What happens in the past, should stay in the past – or should it? But the question Tingha elder and Friends of Myall Creek committee member Kelvin Brown might have people ask is whether it’s even possible for the past not to affect the present?
Sunday marked the 179th anniversary of the Myall Creek massacre, where direct descendants of victims and the perpetrators stood side by side in a painful but ultimately healing act of truth-telling. Below them – the valley where, on June 10, 1838, women, children and elderly men were corralled as men on horseback rode into their midst, hacking them with swords, and trampling them under hoof.
“It’s the legacy,” Mr Brown said. “The inter-generational trauma of what happened then that still affects people today.”
That time has not healed all wounds, is a belief shared by the guest speaker at this year’s commemoration service, NSW Senior Crown Prosecutor Mark Tedeschi AM QC.
Mr Tedeschi described the Myall Creek massacre as a crime that has come to represent the multitude of massacres that occurred during the 120 years of colonial and later Australian history.
Unlike the many other killings of Australia’s Indigenous people, history records more about the killings committed by 12 non-Indigenous stockmen, because they were documented in the rare police investigation and court proceedings that followed.
By modern standards, Mr Tedeschi said the attack would meet the criteria of a “war crime” and a deliberate state-sanctioned act of “genocide” for which not only the murderers but the country’s leaders would be punishable under “the rules of international criminal law”.

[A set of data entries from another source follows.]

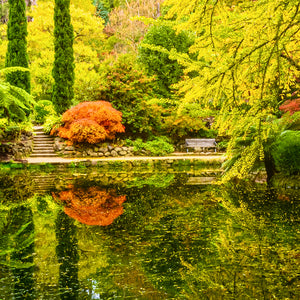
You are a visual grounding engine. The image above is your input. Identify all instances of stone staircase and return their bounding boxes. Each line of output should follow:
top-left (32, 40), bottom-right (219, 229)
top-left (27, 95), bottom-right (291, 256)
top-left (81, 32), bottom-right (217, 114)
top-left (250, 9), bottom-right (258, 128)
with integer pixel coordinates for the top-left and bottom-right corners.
top-left (30, 126), bottom-right (57, 157)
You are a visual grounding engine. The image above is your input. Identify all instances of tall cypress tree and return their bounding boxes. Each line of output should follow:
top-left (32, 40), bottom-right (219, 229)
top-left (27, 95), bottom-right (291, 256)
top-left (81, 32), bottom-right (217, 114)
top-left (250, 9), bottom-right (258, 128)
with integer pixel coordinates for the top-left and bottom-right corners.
top-left (52, 0), bottom-right (75, 113)
top-left (5, 0), bottom-right (30, 93)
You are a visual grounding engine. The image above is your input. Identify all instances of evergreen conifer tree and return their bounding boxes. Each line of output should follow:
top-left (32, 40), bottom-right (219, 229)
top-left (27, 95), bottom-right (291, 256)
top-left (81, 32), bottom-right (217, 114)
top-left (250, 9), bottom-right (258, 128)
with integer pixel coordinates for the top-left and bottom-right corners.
top-left (52, 0), bottom-right (75, 113)
top-left (5, 0), bottom-right (30, 93)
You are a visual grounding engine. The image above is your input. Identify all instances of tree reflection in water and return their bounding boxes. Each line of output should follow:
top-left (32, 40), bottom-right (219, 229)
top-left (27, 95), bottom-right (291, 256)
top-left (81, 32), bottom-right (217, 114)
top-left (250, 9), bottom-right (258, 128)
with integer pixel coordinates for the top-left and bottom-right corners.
top-left (54, 186), bottom-right (126, 226)
top-left (56, 211), bottom-right (79, 300)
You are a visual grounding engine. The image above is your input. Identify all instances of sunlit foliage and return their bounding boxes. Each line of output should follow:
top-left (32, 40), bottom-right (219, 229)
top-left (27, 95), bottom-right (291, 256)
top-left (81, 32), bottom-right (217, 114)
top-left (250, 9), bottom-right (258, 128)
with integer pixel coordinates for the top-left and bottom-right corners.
top-left (164, 0), bottom-right (300, 180)
top-left (52, 101), bottom-right (125, 144)
top-left (5, 0), bottom-right (30, 93)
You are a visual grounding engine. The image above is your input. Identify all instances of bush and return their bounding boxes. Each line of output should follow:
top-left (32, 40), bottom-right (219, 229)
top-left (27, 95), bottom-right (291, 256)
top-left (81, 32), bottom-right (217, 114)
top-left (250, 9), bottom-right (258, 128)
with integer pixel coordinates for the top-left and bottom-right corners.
top-left (52, 101), bottom-right (125, 144)
top-left (43, 114), bottom-right (62, 134)
top-left (272, 130), bottom-right (300, 175)
top-left (127, 137), bottom-right (174, 156)
top-left (139, 22), bottom-right (194, 97)
top-left (34, 100), bottom-right (55, 124)
top-left (99, 55), bottom-right (159, 138)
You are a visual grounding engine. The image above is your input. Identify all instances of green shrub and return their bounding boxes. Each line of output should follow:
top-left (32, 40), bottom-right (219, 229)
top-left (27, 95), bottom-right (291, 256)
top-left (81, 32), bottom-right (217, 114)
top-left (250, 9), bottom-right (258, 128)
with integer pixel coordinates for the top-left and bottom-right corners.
top-left (272, 130), bottom-right (300, 175)
top-left (139, 22), bottom-right (194, 97)
top-left (43, 115), bottom-right (62, 134)
top-left (127, 137), bottom-right (174, 156)
top-left (99, 55), bottom-right (159, 138)
top-left (34, 100), bottom-right (55, 124)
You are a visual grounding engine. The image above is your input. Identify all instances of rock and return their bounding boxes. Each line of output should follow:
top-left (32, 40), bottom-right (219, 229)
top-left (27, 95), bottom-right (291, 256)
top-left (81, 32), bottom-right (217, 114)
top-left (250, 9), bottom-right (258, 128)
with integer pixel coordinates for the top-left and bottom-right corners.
top-left (110, 150), bottom-right (118, 157)
top-left (65, 146), bottom-right (75, 151)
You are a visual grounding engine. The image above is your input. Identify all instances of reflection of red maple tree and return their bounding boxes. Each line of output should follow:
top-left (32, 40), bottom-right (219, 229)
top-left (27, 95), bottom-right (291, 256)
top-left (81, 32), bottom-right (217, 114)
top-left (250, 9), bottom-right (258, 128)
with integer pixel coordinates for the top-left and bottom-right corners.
top-left (54, 186), bottom-right (126, 226)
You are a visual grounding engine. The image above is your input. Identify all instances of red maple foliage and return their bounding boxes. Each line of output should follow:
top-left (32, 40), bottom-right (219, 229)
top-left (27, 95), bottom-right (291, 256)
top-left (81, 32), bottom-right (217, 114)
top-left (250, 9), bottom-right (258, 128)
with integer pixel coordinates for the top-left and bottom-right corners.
top-left (279, 98), bottom-right (300, 115)
top-left (53, 186), bottom-right (126, 226)
top-left (51, 101), bottom-right (125, 144)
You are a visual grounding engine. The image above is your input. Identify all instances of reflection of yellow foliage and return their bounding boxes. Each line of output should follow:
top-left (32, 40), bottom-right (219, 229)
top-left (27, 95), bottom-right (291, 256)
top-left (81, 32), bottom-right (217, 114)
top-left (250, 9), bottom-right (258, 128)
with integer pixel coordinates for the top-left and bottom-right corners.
top-left (53, 186), bottom-right (126, 226)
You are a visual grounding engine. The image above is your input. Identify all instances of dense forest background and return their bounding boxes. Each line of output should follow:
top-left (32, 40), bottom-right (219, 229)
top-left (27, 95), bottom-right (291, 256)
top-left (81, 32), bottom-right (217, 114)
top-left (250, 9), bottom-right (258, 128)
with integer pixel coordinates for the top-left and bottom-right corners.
top-left (0, 0), bottom-right (300, 180)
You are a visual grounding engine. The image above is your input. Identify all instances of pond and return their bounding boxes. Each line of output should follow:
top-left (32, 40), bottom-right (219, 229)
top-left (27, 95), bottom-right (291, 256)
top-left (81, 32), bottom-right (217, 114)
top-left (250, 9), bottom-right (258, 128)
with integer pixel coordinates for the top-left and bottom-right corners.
top-left (0, 168), bottom-right (300, 300)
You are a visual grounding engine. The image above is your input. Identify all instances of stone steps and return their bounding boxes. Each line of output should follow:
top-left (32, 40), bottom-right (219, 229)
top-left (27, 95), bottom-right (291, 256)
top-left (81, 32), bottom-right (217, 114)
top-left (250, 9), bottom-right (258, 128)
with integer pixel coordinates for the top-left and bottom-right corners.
top-left (30, 126), bottom-right (57, 157)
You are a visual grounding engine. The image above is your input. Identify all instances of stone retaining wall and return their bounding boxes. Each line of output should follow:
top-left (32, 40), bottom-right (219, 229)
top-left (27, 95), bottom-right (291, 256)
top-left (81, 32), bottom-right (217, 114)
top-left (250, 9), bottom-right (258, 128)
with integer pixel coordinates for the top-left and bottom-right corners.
top-left (54, 137), bottom-right (141, 157)
top-left (0, 132), bottom-right (33, 160)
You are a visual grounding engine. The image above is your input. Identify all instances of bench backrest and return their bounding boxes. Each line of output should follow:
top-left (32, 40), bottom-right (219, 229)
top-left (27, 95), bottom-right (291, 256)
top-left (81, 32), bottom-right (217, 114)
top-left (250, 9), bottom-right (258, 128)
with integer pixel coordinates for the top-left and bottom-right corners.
top-left (185, 139), bottom-right (216, 148)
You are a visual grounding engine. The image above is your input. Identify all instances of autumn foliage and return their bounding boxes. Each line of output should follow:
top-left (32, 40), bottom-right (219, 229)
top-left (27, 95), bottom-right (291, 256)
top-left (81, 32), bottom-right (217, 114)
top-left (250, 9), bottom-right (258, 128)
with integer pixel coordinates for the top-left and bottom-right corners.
top-left (53, 186), bottom-right (126, 226)
top-left (51, 101), bottom-right (125, 144)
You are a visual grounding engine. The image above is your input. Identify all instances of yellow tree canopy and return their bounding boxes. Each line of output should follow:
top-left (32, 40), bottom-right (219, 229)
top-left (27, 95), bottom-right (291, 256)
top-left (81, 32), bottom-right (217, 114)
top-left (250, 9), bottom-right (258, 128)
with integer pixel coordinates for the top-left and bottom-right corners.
top-left (164, 0), bottom-right (300, 178)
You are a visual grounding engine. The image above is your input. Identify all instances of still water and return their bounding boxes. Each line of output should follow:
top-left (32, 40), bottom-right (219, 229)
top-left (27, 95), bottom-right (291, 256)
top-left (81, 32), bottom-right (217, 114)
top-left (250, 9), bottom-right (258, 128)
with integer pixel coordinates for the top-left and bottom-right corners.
top-left (0, 169), bottom-right (300, 300)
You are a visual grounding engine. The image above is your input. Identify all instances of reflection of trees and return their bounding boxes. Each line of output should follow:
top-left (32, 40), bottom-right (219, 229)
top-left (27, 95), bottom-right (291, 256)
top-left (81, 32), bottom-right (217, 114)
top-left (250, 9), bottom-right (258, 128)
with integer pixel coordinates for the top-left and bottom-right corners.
top-left (56, 212), bottom-right (79, 300)
top-left (53, 186), bottom-right (126, 226)
top-left (178, 184), bottom-right (300, 299)
top-left (0, 206), bottom-right (34, 299)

“Very few schools ... teach what almost invariably happened within a few years of the discoveries of the great explorers. The expansion of white pastoralists into areas that had previously been occupied by Indigenous clans for millennia.
The expropriation of their land, the destruction of their culture and society, and the massacres of tens of thousands of them in hundreds of locations throughout Australia.
A real acceptance by mainstream Australia of the horrors that were perpetrated against our Indigenous communities in our colonial period will bring with it an understanding of the long-term trauma that has been transferred down the generations.”